When it rains, I sit and look out of my window and wonder if maybe someday the world will be different. Do you know what I mean? Different. Like, maybe I'll wake up and the Earth will have started spinning in the opposite direction and the stars will have traveled to a different place in the sky. And if you connect them in the right way, the celestial diamonds will make a map that leads to today instead of yesterday or tomorrow. 

I like the rain. Because when it rains, I can sit and look out of my window. And when I sit and look out of my window, the water on the glass almost looks like stars and I can almost see the map. Almost. But not quite. 

I like the way thunder sounds. Because when it thunders, you can't help but listen to anything else. Not your parents whispering about you in the kitchen. Not the angry honking of your neighbor's car horn. Not the thoughts that echo in your head. 

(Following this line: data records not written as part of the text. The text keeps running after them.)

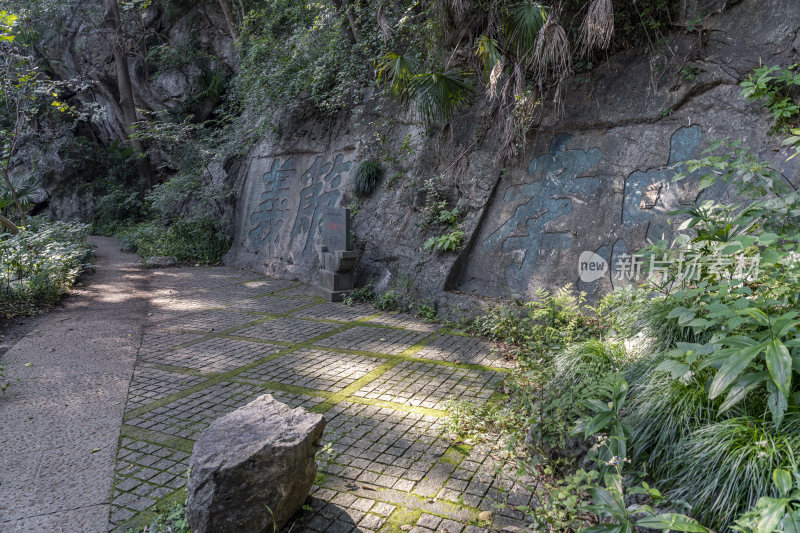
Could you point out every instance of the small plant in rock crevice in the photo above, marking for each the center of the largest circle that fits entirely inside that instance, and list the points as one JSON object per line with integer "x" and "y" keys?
{"x": 438, "y": 212}
{"x": 367, "y": 177}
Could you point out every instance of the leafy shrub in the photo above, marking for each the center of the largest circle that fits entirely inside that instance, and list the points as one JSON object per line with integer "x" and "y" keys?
{"x": 187, "y": 240}
{"x": 723, "y": 468}
{"x": 120, "y": 207}
{"x": 387, "y": 301}
{"x": 580, "y": 372}
{"x": 542, "y": 325}
{"x": 40, "y": 264}
{"x": 367, "y": 178}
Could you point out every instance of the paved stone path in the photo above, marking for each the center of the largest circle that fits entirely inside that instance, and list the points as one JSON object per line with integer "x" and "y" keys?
{"x": 215, "y": 338}
{"x": 59, "y": 425}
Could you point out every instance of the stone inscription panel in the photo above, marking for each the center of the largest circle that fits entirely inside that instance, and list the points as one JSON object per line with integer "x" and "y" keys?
{"x": 286, "y": 205}
{"x": 578, "y": 198}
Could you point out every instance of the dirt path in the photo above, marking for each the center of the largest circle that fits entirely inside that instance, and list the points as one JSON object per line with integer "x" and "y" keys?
{"x": 59, "y": 424}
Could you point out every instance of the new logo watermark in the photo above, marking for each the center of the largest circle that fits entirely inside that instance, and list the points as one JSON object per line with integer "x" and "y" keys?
{"x": 687, "y": 266}
{"x": 591, "y": 267}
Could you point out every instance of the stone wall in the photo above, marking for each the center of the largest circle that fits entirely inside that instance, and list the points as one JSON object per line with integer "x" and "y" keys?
{"x": 597, "y": 179}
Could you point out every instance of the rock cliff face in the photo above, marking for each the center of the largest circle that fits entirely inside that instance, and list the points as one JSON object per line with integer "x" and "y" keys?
{"x": 187, "y": 45}
{"x": 598, "y": 179}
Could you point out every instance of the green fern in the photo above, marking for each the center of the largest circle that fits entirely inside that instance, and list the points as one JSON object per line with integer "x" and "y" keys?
{"x": 368, "y": 176}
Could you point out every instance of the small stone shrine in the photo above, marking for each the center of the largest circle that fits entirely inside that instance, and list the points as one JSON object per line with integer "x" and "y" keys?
{"x": 337, "y": 258}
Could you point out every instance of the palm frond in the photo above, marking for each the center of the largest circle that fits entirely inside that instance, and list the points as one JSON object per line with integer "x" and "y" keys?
{"x": 440, "y": 94}
{"x": 523, "y": 23}
{"x": 396, "y": 71}
{"x": 598, "y": 26}
{"x": 492, "y": 88}
{"x": 552, "y": 52}
{"x": 489, "y": 53}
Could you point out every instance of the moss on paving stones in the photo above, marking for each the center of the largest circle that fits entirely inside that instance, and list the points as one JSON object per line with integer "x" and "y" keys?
{"x": 402, "y": 504}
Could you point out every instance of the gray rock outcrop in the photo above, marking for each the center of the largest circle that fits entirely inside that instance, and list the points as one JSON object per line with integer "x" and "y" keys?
{"x": 251, "y": 465}
{"x": 598, "y": 179}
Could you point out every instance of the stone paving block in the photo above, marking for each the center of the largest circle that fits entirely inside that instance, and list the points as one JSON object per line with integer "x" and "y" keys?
{"x": 400, "y": 320}
{"x": 380, "y": 447}
{"x": 213, "y": 355}
{"x": 468, "y": 350}
{"x": 206, "y": 321}
{"x": 314, "y": 369}
{"x": 428, "y": 385}
{"x": 271, "y": 304}
{"x": 375, "y": 340}
{"x": 160, "y": 340}
{"x": 356, "y": 430}
{"x": 188, "y": 416}
{"x": 266, "y": 285}
{"x": 287, "y": 330}
{"x": 184, "y": 278}
{"x": 298, "y": 291}
{"x": 151, "y": 384}
{"x": 336, "y": 311}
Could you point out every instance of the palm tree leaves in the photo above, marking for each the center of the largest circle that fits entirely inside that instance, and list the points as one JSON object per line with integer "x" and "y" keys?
{"x": 523, "y": 23}
{"x": 24, "y": 186}
{"x": 396, "y": 71}
{"x": 440, "y": 94}
{"x": 436, "y": 94}
{"x": 598, "y": 26}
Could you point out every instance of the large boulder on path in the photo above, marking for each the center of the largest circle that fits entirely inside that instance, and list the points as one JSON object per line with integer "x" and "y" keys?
{"x": 251, "y": 465}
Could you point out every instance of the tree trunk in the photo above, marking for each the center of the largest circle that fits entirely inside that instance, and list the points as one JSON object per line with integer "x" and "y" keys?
{"x": 226, "y": 10}
{"x": 13, "y": 191}
{"x": 113, "y": 23}
{"x": 10, "y": 226}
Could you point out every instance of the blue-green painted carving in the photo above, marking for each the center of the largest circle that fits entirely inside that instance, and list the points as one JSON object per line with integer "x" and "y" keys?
{"x": 548, "y": 199}
{"x": 651, "y": 192}
{"x": 273, "y": 208}
{"x": 322, "y": 190}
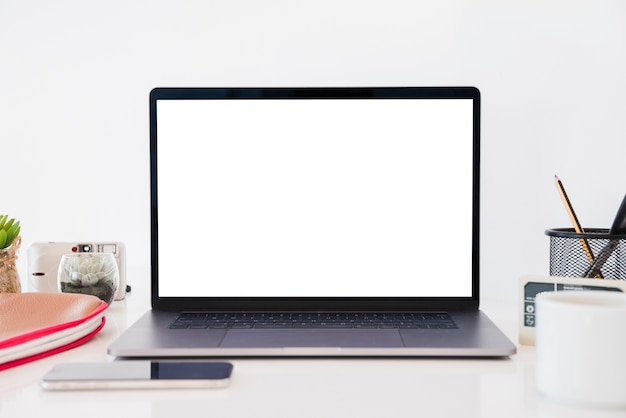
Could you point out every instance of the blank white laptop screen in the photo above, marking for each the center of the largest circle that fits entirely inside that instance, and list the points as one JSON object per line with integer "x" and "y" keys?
{"x": 315, "y": 198}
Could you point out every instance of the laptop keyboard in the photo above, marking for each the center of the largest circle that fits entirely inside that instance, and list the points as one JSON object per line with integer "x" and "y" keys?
{"x": 204, "y": 320}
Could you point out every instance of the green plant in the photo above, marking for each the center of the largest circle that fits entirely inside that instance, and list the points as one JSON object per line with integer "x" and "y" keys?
{"x": 9, "y": 230}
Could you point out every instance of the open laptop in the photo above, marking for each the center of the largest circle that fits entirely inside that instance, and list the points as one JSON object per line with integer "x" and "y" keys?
{"x": 314, "y": 222}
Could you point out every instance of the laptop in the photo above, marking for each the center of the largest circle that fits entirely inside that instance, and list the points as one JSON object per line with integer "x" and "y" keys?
{"x": 314, "y": 222}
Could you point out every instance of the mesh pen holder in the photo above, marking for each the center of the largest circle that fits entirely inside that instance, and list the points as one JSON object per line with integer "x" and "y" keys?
{"x": 571, "y": 254}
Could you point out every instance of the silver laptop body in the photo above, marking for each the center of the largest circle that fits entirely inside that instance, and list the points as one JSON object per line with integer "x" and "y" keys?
{"x": 314, "y": 222}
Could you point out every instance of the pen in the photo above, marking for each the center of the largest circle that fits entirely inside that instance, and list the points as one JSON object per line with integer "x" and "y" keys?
{"x": 577, "y": 227}
{"x": 618, "y": 228}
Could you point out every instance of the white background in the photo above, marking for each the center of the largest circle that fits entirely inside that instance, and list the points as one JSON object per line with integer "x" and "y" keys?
{"x": 75, "y": 77}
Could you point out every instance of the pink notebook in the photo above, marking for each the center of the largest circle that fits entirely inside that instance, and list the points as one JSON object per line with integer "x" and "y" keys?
{"x": 37, "y": 325}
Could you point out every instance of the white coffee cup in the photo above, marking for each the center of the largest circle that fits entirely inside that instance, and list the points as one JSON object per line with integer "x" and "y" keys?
{"x": 581, "y": 347}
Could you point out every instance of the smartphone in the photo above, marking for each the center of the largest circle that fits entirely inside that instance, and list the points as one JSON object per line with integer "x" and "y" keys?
{"x": 138, "y": 374}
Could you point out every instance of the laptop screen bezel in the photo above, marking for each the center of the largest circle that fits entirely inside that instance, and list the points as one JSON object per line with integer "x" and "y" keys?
{"x": 306, "y": 303}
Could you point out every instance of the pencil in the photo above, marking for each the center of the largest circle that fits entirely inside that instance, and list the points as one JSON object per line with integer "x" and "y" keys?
{"x": 577, "y": 227}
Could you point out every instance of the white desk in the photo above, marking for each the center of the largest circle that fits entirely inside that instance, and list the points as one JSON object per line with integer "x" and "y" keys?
{"x": 302, "y": 388}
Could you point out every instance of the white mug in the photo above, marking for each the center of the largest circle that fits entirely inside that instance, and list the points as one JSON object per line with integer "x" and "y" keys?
{"x": 581, "y": 347}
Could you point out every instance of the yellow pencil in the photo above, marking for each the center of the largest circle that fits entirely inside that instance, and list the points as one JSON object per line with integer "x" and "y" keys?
{"x": 577, "y": 227}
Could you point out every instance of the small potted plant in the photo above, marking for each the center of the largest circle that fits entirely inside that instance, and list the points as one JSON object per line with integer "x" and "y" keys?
{"x": 10, "y": 241}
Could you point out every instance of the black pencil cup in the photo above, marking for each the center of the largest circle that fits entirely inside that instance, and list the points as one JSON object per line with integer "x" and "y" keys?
{"x": 571, "y": 253}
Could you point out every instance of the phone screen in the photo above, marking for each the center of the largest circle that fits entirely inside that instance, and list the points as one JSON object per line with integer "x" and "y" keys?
{"x": 137, "y": 374}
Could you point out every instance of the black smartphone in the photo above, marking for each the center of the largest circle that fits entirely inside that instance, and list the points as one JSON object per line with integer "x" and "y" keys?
{"x": 138, "y": 374}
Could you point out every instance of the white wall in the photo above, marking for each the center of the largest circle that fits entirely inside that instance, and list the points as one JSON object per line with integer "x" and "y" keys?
{"x": 75, "y": 77}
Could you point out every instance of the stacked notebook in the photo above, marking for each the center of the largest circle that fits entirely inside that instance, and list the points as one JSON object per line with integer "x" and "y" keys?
{"x": 37, "y": 325}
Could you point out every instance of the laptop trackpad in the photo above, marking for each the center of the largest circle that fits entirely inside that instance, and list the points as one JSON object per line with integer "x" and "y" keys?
{"x": 275, "y": 338}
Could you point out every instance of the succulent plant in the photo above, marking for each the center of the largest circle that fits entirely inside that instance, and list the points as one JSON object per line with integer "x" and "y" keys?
{"x": 9, "y": 230}
{"x": 92, "y": 274}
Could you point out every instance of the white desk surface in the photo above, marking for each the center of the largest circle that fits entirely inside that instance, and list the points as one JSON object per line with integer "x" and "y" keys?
{"x": 302, "y": 387}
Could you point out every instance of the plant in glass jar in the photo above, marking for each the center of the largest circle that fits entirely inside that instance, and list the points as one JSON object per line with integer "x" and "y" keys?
{"x": 10, "y": 241}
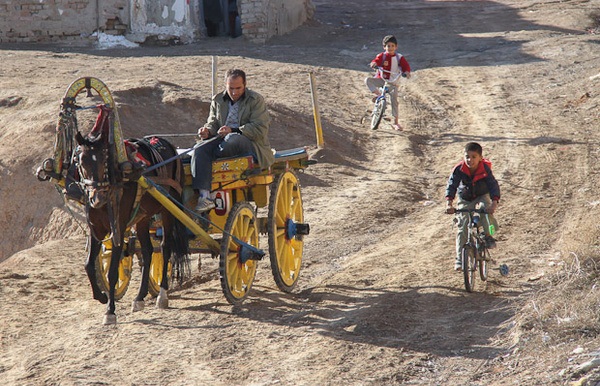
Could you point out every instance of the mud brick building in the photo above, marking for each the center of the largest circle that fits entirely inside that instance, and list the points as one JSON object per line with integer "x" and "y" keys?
{"x": 177, "y": 21}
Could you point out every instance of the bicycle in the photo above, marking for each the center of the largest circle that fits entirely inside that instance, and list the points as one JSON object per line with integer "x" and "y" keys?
{"x": 475, "y": 254}
{"x": 381, "y": 101}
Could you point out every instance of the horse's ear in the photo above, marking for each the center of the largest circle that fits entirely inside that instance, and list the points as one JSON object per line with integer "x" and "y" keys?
{"x": 79, "y": 138}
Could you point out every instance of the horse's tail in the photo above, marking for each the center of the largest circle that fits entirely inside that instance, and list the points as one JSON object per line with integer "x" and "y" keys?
{"x": 182, "y": 269}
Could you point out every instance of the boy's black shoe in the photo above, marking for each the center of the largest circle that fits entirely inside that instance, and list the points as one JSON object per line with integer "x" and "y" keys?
{"x": 490, "y": 242}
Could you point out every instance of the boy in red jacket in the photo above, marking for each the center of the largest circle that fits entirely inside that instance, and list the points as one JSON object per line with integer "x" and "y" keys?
{"x": 392, "y": 63}
{"x": 474, "y": 182}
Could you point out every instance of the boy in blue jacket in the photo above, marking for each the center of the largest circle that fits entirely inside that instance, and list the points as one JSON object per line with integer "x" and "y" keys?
{"x": 474, "y": 182}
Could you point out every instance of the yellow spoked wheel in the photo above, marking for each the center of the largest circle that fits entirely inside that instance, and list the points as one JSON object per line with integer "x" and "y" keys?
{"x": 155, "y": 276}
{"x": 103, "y": 265}
{"x": 285, "y": 227}
{"x": 236, "y": 266}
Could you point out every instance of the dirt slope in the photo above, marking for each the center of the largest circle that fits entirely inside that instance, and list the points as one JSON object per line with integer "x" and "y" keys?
{"x": 377, "y": 303}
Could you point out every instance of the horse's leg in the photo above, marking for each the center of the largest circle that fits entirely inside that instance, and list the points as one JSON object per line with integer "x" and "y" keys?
{"x": 113, "y": 276}
{"x": 143, "y": 234}
{"x": 162, "y": 301}
{"x": 90, "y": 268}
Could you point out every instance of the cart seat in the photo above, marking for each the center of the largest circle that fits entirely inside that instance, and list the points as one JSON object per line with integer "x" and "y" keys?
{"x": 290, "y": 154}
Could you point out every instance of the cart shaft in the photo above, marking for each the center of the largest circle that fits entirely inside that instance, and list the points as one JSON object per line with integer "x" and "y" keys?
{"x": 180, "y": 215}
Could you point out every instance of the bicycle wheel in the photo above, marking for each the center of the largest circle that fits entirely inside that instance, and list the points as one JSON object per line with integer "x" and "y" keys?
{"x": 484, "y": 258}
{"x": 378, "y": 111}
{"x": 469, "y": 261}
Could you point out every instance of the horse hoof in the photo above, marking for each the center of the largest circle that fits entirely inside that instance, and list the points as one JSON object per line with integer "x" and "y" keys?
{"x": 102, "y": 298}
{"x": 110, "y": 319}
{"x": 162, "y": 301}
{"x": 137, "y": 305}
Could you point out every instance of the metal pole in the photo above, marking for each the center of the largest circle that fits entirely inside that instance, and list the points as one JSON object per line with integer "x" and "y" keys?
{"x": 214, "y": 75}
{"x": 317, "y": 116}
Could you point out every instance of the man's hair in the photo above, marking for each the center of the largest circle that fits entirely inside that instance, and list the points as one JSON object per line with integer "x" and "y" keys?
{"x": 390, "y": 39}
{"x": 235, "y": 73}
{"x": 474, "y": 146}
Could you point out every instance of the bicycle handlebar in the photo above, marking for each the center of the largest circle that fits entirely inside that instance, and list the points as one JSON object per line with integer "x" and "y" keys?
{"x": 482, "y": 211}
{"x": 400, "y": 74}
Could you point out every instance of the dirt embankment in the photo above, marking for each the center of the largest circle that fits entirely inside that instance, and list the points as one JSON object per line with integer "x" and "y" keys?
{"x": 377, "y": 302}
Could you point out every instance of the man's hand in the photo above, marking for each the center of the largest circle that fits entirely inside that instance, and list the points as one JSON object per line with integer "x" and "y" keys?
{"x": 203, "y": 132}
{"x": 224, "y": 130}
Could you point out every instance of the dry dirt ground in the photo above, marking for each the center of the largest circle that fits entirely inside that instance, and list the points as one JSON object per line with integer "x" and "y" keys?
{"x": 377, "y": 302}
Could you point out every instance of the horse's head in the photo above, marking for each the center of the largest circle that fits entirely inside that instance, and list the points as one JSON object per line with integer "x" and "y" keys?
{"x": 92, "y": 163}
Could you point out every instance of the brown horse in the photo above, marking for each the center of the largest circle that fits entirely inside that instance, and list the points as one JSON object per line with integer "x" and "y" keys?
{"x": 113, "y": 205}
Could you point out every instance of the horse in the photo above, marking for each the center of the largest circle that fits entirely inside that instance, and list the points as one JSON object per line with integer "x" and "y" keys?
{"x": 113, "y": 204}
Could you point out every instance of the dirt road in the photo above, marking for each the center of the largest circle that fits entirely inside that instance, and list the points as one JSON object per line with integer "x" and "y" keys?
{"x": 377, "y": 302}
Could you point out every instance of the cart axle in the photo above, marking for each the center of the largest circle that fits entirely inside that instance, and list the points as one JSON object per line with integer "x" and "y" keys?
{"x": 248, "y": 252}
{"x": 296, "y": 229}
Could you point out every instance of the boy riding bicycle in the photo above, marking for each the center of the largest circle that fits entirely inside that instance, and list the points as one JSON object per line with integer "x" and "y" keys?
{"x": 472, "y": 178}
{"x": 392, "y": 64}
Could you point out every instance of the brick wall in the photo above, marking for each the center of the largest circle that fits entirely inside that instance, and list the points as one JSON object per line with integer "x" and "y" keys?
{"x": 59, "y": 20}
{"x": 262, "y": 19}
{"x": 54, "y": 20}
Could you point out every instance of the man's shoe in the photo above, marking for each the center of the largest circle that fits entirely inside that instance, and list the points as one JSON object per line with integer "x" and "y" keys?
{"x": 490, "y": 242}
{"x": 458, "y": 265}
{"x": 204, "y": 205}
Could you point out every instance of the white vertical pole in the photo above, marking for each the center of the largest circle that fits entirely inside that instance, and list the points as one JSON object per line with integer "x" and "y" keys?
{"x": 316, "y": 114}
{"x": 214, "y": 75}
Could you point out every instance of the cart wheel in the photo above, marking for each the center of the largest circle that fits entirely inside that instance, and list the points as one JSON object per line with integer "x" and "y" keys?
{"x": 103, "y": 265}
{"x": 235, "y": 270}
{"x": 285, "y": 243}
{"x": 155, "y": 274}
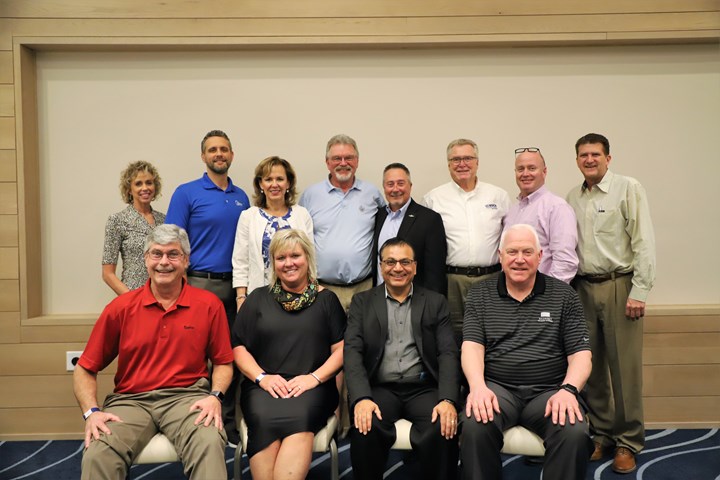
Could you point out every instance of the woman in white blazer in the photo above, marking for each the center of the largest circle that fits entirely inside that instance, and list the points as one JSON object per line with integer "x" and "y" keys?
{"x": 274, "y": 210}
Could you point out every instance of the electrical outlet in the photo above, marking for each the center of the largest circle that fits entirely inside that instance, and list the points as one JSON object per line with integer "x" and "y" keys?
{"x": 71, "y": 359}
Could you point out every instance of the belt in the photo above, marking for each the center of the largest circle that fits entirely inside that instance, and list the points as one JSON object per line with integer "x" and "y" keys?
{"x": 473, "y": 271}
{"x": 602, "y": 277}
{"x": 210, "y": 275}
{"x": 351, "y": 284}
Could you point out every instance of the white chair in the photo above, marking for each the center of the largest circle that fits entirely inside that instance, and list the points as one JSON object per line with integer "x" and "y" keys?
{"x": 159, "y": 450}
{"x": 517, "y": 440}
{"x": 324, "y": 442}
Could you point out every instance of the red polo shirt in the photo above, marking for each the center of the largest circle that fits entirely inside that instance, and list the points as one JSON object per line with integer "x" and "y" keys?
{"x": 158, "y": 348}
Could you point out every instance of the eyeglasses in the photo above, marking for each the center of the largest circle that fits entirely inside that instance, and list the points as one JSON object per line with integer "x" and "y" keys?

I like the way that lightning lights the world up. It's like the flash of a photograph being taken. Everything in the world is frozen with that burst of ethereal light and, for a second, you can see everything in perfect clarity. It's better when the world stops moving. Then you can stop. Stop having to move so damn fast. You can stop and sit and watch people like you watch the rain.

That August, I wished it would rain more.

Sometimes it looked like it was going to rain. The clouds grew grey and everything looked like it was scrunching its face up to cry. Those days made me hold my breath. Because it felt like it was going to rain and wished it would. But most of the time, it was just gloomy for a little while and then the sun chased the clouds away, and everyone smiled because most people prefer sunny days to stormy ones. Other days, it misted. Those are the days when I could tell the clouds wanted to rain. They wanted to rain, but, for some reason, they just let a few trickles of water fall down upon the world. 

I didn't want mist. I didn't like mist. I hated mist. I wanted to hear the mighty roar of thunder. I wanted lightning to stop time. I wanted to make maps with beads of light on my window. I wanted it to storm.

It didn't rain for an entire month. Then, one night, it did. And it was the first night in a long time that I had felt alive.